Preliminary Studies to Evaluate the Applicability of the ENDOTOXIN ACTIVITY ASSAYTM To

APPENDIX

Preliminary studies to evaluate the applicability of the ENDOTOXIN ACTIVITY ASSAYTM to measure endotoxin activity in pig whole blood

Materials and Methods

We performed preliminary analyses using pig’s blood, obtained from 4 healthy Large-White Landrace pigs, and challenged with Escherichia Coli and Pseudomonas Aeruginosa endotoxin to validate Endotoxin Activity Essay (EAA).

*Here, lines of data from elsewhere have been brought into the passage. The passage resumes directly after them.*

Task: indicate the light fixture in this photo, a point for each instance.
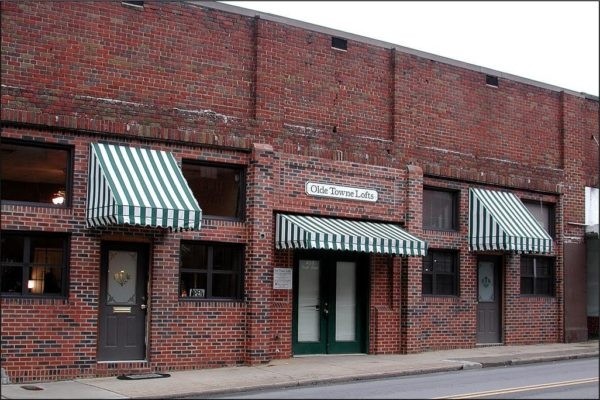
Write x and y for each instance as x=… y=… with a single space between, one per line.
x=58 y=197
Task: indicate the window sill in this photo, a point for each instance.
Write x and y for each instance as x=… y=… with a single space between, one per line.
x=444 y=298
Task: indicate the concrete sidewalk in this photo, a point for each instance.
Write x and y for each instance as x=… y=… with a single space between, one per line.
x=299 y=371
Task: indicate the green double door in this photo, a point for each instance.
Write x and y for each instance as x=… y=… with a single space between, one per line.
x=330 y=303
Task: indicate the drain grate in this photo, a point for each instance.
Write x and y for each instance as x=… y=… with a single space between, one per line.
x=31 y=387
x=152 y=375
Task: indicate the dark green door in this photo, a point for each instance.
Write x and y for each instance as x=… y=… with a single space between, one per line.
x=330 y=296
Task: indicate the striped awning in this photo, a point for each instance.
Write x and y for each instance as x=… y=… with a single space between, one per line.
x=129 y=185
x=500 y=221
x=307 y=232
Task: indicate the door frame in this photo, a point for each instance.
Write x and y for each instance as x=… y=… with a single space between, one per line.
x=328 y=261
x=498 y=263
x=142 y=297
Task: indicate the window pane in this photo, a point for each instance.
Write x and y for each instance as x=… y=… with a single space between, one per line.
x=526 y=266
x=42 y=260
x=438 y=209
x=543 y=286
x=444 y=284
x=443 y=263
x=526 y=285
x=225 y=258
x=193 y=284
x=217 y=189
x=32 y=173
x=427 y=284
x=12 y=249
x=543 y=267
x=47 y=251
x=12 y=279
x=543 y=213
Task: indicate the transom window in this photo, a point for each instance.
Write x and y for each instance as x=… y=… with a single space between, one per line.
x=211 y=271
x=543 y=213
x=440 y=209
x=220 y=190
x=440 y=273
x=35 y=173
x=33 y=264
x=537 y=276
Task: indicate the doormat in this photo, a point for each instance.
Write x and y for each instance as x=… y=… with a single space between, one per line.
x=152 y=375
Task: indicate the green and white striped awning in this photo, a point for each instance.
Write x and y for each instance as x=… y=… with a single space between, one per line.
x=129 y=185
x=307 y=232
x=500 y=221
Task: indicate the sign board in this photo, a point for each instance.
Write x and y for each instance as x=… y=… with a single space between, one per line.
x=282 y=278
x=340 y=192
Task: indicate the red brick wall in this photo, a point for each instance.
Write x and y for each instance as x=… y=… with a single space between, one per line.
x=207 y=85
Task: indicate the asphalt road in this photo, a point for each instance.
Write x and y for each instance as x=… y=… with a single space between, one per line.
x=572 y=379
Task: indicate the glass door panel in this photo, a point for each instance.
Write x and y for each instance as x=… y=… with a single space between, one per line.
x=345 y=301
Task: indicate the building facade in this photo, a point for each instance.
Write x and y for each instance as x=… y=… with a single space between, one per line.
x=190 y=185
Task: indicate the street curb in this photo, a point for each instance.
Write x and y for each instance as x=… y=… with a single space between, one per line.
x=464 y=365
x=525 y=361
x=308 y=382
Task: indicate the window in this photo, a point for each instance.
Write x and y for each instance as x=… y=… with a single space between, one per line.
x=220 y=190
x=537 y=275
x=211 y=271
x=34 y=173
x=543 y=213
x=440 y=273
x=440 y=209
x=33 y=264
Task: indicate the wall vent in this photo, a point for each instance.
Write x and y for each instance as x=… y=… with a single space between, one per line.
x=339 y=43
x=491 y=80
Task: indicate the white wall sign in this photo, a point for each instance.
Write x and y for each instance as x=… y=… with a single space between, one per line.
x=282 y=278
x=340 y=192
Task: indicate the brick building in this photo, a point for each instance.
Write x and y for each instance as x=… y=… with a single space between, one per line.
x=191 y=185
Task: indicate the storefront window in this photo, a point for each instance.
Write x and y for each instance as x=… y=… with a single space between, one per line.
x=33 y=265
x=537 y=276
x=220 y=190
x=440 y=273
x=211 y=271
x=35 y=174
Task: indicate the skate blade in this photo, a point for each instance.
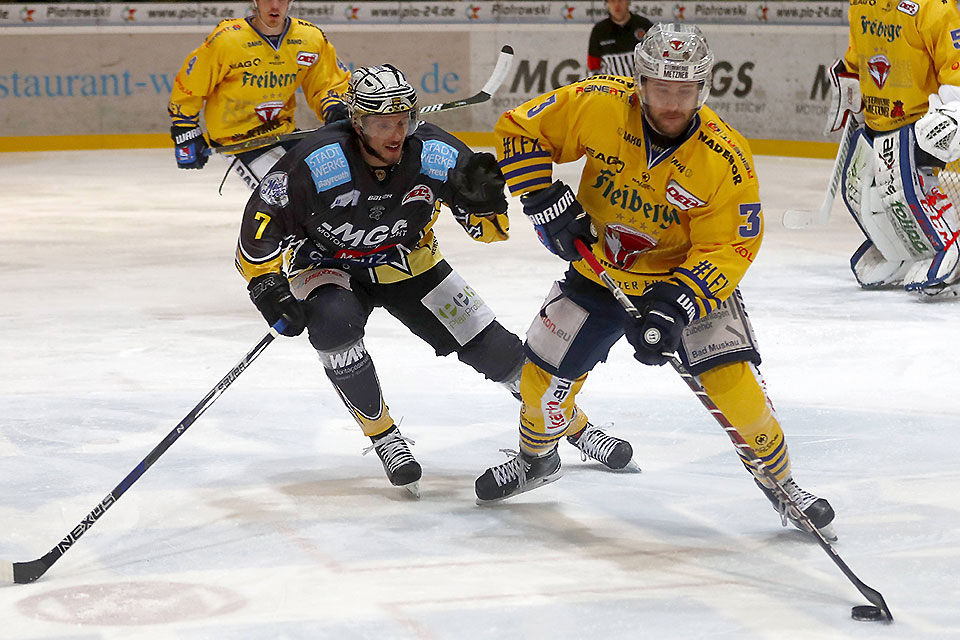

Two 7.5 mL pig blood samples were collected into EDTA test tubes. We prepared 100-fold concentrated endotoxin solutions for both E. coli and P. aeruginosa endotoxin, using fourteen 1.5-mL sterile eppendorf tubes as follows:

1. We instilled 10 µL of endotoxin (1mg/mL) into 990 µL of NaCL 0.9% solution (resulting endotoxin concentration: 10 µg/mL)
2. We instilled 32 µL of above mentioned 10 µg/mL endotoxin solution into 968 µL of NaCl 0.9% (resulting endotoxin concentration: 3200 pg/mL)
3. We instilled 100 µL of above mentioned 3200 pg/mL endotoxin solution into 300 µL of NaCl 0.9% (resulting endotoxin concentration: 800 pg/mL)
4. We instilled 100 µL of above mentioned 800 pg/mL endotoxin solution into 300 µL of NaCl 0.9% (resulting endotoxin concentration: 200 pg/mL)
5. We instilled 100 µL of above mentioned 200 pg/mL endotoxin solution into 300 µL of NaCl 0.9% (resulting endotoxin concentration: 50 pg/mL)
6. We instilled 100 µL of above mentioned 50 pg/mL endotoxin solution into 300 µL of NaCl 0.9% (resulting endotoxin concentration: 12.5 pg/mL)
7. Finally, we prepared 400 µL of NaCl 0.9% solution (resulting endotoxin concentration: 0 pg/mL)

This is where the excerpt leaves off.